The scapegoat can grow up with a sense of longing for acceptance from the narcissistic parents,
often spending their childhood or even their life trying to please the parents.
This is the parent’s way of feeling like they have power and control over the scapegoat.
It is an easy, covert, and manipulative way for the narcissistic parent to get what they want from the scapegoat.
And sadly, the scapegoat will never get the true acceptance they are desperately seeking.
The little acceptance they may get becomes conditional.
If the scapegoat never learns to understand what is happening to them,
that cycle of psychological and emotional trauma can forever go round and around without ever reaching any resolution.
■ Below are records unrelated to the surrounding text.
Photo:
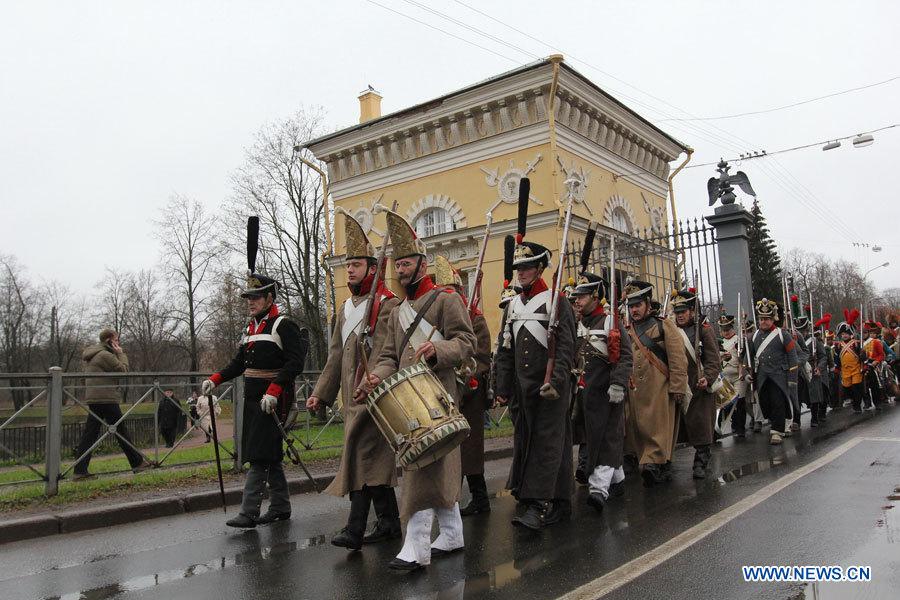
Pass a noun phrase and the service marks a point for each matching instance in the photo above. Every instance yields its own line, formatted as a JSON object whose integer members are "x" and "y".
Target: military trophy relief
{"x": 507, "y": 184}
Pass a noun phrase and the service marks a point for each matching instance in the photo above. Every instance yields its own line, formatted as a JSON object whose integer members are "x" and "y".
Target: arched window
{"x": 433, "y": 221}
{"x": 620, "y": 220}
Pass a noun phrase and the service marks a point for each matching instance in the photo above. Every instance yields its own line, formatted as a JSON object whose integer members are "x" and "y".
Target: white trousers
{"x": 599, "y": 480}
{"x": 417, "y": 544}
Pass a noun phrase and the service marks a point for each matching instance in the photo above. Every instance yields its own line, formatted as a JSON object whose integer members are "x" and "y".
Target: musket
{"x": 697, "y": 325}
{"x": 475, "y": 299}
{"x": 553, "y": 324}
{"x": 371, "y": 316}
{"x": 614, "y": 337}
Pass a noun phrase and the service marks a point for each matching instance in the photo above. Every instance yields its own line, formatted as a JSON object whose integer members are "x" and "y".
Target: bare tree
{"x": 229, "y": 317}
{"x": 69, "y": 329}
{"x": 22, "y": 313}
{"x": 114, "y": 299}
{"x": 186, "y": 235}
{"x": 150, "y": 326}
{"x": 287, "y": 197}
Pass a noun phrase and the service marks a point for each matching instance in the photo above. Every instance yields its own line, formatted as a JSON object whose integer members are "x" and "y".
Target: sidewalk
{"x": 144, "y": 505}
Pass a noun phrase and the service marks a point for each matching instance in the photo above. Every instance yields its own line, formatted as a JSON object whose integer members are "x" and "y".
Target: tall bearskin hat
{"x": 726, "y": 321}
{"x": 683, "y": 300}
{"x": 257, "y": 284}
{"x": 509, "y": 290}
{"x": 527, "y": 254}
{"x": 637, "y": 291}
{"x": 404, "y": 241}
{"x": 848, "y": 325}
{"x": 767, "y": 308}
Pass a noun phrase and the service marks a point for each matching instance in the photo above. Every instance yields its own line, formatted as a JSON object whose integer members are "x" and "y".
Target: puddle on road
{"x": 881, "y": 552}
{"x": 217, "y": 564}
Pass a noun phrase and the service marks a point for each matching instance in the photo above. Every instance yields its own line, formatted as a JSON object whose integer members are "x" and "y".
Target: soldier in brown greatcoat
{"x": 472, "y": 380}
{"x": 660, "y": 380}
{"x": 436, "y": 324}
{"x": 368, "y": 471}
{"x": 701, "y": 347}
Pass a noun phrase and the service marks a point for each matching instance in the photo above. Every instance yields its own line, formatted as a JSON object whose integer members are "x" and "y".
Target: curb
{"x": 131, "y": 512}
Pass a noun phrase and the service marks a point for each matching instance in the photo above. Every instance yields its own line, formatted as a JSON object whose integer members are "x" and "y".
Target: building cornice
{"x": 458, "y": 126}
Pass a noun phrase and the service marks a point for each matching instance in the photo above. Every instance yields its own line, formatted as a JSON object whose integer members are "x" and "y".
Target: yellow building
{"x": 448, "y": 161}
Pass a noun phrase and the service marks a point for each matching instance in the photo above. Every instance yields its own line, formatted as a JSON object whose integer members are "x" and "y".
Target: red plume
{"x": 825, "y": 320}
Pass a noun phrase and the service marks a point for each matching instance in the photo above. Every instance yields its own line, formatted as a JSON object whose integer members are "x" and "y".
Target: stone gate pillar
{"x": 732, "y": 222}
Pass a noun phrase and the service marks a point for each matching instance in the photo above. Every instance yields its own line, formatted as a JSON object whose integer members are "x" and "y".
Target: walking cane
{"x": 215, "y": 436}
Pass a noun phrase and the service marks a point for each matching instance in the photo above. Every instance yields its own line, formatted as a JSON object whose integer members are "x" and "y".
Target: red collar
{"x": 366, "y": 285}
{"x": 537, "y": 287}
{"x": 424, "y": 286}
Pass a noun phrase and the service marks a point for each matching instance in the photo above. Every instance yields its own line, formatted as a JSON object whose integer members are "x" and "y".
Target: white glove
{"x": 616, "y": 394}
{"x": 268, "y": 403}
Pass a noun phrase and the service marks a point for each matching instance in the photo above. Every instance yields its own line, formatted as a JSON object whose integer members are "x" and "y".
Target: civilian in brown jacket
{"x": 103, "y": 398}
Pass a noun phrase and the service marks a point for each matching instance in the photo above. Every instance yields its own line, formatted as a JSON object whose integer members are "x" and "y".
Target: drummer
{"x": 368, "y": 471}
{"x": 432, "y": 325}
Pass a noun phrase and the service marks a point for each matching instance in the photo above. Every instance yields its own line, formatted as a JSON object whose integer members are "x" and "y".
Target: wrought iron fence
{"x": 684, "y": 255}
{"x": 41, "y": 435}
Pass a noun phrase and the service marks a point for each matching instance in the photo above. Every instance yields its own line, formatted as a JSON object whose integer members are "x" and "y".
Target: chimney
{"x": 369, "y": 105}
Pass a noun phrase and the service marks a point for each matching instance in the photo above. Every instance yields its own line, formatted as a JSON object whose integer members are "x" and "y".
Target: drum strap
{"x": 419, "y": 316}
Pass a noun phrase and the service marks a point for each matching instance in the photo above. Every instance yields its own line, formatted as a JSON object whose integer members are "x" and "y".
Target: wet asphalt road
{"x": 838, "y": 514}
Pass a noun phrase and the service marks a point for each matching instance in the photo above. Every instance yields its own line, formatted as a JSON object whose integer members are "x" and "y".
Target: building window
{"x": 620, "y": 220}
{"x": 433, "y": 221}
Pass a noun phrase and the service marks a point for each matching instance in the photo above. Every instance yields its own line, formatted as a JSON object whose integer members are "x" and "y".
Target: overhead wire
{"x": 687, "y": 126}
{"x": 792, "y": 105}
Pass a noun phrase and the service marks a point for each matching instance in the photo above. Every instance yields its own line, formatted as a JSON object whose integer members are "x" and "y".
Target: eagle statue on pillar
{"x": 720, "y": 188}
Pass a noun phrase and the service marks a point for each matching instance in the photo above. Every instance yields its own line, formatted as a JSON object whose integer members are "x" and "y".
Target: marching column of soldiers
{"x": 610, "y": 364}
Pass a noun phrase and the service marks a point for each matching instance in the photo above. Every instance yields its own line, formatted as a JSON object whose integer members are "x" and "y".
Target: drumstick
{"x": 428, "y": 339}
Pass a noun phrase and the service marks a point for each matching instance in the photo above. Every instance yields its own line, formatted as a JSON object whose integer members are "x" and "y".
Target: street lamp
{"x": 866, "y": 274}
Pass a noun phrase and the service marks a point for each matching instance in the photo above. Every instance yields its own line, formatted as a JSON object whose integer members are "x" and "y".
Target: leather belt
{"x": 260, "y": 374}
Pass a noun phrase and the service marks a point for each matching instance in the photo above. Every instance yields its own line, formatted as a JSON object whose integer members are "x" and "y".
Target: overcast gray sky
{"x": 107, "y": 108}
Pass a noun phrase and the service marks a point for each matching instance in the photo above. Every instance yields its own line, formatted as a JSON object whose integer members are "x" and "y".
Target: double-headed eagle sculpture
{"x": 721, "y": 188}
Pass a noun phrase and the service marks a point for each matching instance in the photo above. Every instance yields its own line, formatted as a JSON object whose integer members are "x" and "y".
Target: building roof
{"x": 429, "y": 104}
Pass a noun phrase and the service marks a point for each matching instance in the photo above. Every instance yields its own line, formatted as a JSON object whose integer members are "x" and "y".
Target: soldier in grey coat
{"x": 820, "y": 363}
{"x": 774, "y": 355}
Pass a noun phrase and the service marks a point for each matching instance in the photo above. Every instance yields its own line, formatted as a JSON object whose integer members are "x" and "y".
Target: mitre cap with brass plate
{"x": 404, "y": 240}
{"x": 358, "y": 244}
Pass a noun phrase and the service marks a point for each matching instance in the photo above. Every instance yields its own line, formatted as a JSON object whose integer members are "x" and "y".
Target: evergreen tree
{"x": 765, "y": 265}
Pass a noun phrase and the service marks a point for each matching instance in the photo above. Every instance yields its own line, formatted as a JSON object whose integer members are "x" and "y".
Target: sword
{"x": 294, "y": 454}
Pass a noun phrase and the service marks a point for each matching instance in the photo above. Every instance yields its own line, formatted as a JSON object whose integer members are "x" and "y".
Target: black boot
{"x": 701, "y": 461}
{"x": 351, "y": 536}
{"x": 241, "y": 521}
{"x": 387, "y": 526}
{"x": 652, "y": 474}
{"x": 537, "y": 515}
{"x": 480, "y": 502}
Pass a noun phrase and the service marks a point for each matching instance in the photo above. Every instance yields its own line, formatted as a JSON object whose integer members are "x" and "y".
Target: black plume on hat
{"x": 252, "y": 242}
{"x": 524, "y": 192}
{"x": 588, "y": 247}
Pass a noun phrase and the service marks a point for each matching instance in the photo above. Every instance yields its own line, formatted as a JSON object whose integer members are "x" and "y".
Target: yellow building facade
{"x": 449, "y": 161}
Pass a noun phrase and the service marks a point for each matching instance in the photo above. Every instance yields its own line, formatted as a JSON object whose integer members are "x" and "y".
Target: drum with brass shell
{"x": 417, "y": 416}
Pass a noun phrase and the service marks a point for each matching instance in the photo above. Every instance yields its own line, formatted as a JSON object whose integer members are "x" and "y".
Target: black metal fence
{"x": 684, "y": 255}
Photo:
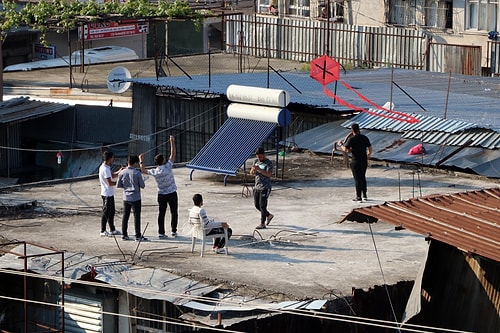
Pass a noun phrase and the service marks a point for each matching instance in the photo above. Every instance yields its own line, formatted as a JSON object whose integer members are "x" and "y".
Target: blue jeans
{"x": 108, "y": 213}
{"x": 165, "y": 200}
{"x": 260, "y": 201}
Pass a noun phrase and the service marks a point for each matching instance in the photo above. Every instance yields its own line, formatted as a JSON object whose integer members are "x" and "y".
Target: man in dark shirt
{"x": 361, "y": 150}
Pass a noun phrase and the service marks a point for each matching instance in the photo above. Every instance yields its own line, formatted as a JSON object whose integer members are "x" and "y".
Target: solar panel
{"x": 230, "y": 147}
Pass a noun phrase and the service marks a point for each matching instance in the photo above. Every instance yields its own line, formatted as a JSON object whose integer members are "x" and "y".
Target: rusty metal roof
{"x": 22, "y": 108}
{"x": 469, "y": 221}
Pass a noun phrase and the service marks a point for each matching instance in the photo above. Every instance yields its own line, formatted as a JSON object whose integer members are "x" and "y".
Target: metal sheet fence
{"x": 302, "y": 40}
{"x": 462, "y": 59}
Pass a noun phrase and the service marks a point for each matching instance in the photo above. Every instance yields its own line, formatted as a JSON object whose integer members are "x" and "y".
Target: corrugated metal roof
{"x": 231, "y": 145}
{"x": 468, "y": 221}
{"x": 309, "y": 91}
{"x": 149, "y": 283}
{"x": 431, "y": 130}
{"x": 478, "y": 137}
{"x": 425, "y": 123}
{"x": 22, "y": 108}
I was in my late 30s before I understood what was happening to me, I really wish I knew about covert narcissism earlier,
but I know I should be grateful as there are many others that live whole lifetimes losing who they are,
forever living with anxiety and confusion without purpose and never understanding why they just cannot get out of that cycle.
Knowledge truly does give you power.
As soon as I understood why I experienced everything I did,
the permanent anxiety and confusion that I had come to accept as normal immediately left my life.
I stopped needing acceptance from my parents and I gave that love back to myself for the first time in my life.
And I can now distinguish between what is real love and what is trauma bond.
I also now understand what true peace, and peace of mind feels like.